I found the bibliography of other work, to find novels with names like The Magic Toyshop and Nights at the Circus. Essays and story collections right up the alley that terminates in my front door. At this point, I'm clutching the small, grim book and looking wildly around the bookstore, feeling halfway radiantly happy to have something so stunningly Emily-ish fall right into my hands and also halfway furious and indignant at the world and circumstance and English school and everything else that had conspired to keep such a kindred spirit from me.
To make up for lost time, she's all I've read for months.

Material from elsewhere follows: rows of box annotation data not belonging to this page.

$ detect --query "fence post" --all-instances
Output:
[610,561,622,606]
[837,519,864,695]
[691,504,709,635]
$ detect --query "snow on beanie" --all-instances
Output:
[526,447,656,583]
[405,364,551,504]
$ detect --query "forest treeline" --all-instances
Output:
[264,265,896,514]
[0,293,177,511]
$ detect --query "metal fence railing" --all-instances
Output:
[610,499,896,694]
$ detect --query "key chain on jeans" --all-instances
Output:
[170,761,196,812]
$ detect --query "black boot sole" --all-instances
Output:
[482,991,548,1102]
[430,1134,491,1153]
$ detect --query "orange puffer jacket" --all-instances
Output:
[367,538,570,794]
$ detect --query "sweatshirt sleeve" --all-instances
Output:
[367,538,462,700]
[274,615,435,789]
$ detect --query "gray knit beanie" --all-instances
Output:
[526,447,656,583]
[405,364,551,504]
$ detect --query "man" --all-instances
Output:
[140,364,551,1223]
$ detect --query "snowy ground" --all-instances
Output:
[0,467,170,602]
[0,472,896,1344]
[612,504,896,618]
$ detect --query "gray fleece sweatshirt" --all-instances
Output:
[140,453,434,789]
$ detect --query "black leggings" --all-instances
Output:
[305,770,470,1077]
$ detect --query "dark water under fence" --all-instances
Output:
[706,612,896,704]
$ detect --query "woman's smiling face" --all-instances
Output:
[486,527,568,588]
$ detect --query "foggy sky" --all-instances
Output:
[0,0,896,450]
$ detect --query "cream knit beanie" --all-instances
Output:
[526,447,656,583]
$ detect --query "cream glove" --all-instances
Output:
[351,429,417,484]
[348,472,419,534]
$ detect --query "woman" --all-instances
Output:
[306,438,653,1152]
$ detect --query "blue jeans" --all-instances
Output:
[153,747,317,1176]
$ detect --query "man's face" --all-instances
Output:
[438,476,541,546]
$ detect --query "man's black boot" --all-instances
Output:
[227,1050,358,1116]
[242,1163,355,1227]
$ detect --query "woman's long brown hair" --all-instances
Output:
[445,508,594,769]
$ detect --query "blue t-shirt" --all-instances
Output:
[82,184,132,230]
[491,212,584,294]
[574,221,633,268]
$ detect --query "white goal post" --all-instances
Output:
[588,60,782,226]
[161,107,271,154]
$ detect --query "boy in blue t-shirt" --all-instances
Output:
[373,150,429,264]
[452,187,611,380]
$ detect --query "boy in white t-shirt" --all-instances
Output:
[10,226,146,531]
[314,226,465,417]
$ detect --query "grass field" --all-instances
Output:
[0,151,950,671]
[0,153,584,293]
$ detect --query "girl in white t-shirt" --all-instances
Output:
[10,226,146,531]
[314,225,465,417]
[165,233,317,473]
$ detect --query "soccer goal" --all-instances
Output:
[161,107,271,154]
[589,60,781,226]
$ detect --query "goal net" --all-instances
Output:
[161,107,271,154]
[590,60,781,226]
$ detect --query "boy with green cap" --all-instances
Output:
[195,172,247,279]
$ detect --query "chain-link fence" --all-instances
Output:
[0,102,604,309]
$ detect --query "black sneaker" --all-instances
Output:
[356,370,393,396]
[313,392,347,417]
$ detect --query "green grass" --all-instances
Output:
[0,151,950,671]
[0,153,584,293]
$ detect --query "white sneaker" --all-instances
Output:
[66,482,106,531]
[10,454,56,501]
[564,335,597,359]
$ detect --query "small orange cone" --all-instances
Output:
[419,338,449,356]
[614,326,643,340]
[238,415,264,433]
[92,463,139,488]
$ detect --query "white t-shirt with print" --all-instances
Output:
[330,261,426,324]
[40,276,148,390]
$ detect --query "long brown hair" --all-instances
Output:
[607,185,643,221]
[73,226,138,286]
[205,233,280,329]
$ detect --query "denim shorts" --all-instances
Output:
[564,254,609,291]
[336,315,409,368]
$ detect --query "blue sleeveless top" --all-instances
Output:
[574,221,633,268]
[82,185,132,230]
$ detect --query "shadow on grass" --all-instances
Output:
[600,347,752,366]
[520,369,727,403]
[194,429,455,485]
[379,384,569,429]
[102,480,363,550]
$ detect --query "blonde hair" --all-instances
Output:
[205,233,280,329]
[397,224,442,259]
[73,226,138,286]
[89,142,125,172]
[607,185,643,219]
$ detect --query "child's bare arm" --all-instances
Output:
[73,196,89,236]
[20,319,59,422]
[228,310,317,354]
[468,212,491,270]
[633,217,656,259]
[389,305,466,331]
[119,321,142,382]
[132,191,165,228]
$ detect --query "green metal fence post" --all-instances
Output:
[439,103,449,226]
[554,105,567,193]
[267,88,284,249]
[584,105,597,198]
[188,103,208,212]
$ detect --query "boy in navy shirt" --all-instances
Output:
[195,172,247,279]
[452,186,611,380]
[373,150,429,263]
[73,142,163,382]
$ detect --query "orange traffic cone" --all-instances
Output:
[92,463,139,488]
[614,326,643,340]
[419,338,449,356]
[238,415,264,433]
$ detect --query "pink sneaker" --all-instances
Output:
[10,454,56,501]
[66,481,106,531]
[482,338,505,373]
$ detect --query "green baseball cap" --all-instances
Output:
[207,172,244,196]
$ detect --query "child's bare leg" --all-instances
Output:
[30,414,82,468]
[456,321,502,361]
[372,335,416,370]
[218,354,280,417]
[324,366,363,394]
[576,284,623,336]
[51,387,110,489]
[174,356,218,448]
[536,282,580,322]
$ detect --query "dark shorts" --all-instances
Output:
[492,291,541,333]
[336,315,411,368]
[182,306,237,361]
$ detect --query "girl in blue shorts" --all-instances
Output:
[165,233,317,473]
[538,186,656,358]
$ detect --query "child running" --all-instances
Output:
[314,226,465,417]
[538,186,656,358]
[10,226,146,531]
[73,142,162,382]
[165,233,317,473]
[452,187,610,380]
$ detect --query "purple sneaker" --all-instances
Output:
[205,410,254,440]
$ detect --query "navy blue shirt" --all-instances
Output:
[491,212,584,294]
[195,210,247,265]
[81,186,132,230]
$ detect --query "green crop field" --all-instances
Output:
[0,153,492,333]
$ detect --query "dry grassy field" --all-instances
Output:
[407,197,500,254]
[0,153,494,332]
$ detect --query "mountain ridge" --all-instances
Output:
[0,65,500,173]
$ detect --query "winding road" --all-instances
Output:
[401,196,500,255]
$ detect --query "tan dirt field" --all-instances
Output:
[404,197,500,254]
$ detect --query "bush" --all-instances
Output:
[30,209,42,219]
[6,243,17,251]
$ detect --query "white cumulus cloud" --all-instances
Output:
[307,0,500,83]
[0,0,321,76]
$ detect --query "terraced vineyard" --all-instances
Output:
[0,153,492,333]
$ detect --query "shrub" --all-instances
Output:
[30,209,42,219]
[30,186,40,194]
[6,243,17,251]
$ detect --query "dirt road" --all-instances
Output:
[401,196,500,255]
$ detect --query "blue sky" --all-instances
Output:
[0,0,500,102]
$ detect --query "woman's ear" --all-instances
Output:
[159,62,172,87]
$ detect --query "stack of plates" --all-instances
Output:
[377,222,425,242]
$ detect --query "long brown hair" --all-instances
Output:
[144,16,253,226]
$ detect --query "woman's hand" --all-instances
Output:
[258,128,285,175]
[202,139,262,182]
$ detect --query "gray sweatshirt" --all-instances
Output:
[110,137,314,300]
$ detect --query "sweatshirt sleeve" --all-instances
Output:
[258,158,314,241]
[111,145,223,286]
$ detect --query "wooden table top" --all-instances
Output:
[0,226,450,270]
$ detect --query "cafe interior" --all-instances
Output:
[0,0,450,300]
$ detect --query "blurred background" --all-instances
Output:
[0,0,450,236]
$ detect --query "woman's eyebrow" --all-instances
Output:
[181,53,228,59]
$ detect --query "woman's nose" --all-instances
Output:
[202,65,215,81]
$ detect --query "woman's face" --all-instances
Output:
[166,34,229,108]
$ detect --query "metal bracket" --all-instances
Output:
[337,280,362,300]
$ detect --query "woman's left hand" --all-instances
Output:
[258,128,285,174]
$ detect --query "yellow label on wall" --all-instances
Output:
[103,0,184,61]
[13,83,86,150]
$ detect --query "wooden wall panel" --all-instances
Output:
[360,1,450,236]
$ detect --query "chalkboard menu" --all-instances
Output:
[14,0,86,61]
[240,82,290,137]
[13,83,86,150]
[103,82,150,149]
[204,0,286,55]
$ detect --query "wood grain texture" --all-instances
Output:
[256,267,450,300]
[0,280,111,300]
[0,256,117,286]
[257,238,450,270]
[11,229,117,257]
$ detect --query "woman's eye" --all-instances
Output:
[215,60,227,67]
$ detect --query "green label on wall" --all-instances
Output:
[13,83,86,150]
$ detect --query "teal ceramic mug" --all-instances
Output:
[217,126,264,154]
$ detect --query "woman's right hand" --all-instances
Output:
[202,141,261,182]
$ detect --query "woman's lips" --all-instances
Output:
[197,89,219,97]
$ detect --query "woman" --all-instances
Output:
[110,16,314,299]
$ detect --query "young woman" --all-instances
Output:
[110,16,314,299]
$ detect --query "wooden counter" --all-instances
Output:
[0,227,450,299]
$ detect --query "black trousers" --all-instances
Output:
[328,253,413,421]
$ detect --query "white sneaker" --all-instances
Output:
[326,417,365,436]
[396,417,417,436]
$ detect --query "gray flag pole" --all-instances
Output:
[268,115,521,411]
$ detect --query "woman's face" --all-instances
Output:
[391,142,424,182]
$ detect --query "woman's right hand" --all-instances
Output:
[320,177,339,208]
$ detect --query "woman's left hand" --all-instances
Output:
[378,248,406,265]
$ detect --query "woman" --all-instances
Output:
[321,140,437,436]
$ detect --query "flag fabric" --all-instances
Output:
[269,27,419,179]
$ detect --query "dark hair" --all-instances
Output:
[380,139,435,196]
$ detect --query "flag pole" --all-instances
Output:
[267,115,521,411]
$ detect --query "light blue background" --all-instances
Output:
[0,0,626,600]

I think this would be a good time to mention that even though I am hopelessly in love with Angela Carter's ghost, this does not mean she is for everyone. Where there are wolves and maidens and circuses, there are also...shall we say...unwholesome things, unsavory things, running wild in her forests. These wild, even brutal things won't suit everyone's sensiblity (neither would the gothic, overwrought silliness that weaves in and out of her work.)
From what I gather, she is much more famous in her native England than in the U.S., which might explain why our paths didn't meet before. Even now, months later, I still feel that odd mix of gratitude to have finally found her and grumpy incredulousness that she evaded me all these years. Mostly, I feel grateful, because to find that a writer so taken with the lush, the fanciful, the bizarre, is also whipsmart, funny, and quite earthy is nothing short of amazing. She somehow walked with her head in strange, beautiful clouds, while keeping her feet firmly planted on the ground.
I'll take the beasts and wild things and wayward women and decadent prose and bind it all up in a crimson ribbon and thank my lucky stars that our paths met at last.
I love the company of wolves.
Look out the window and you'll see them.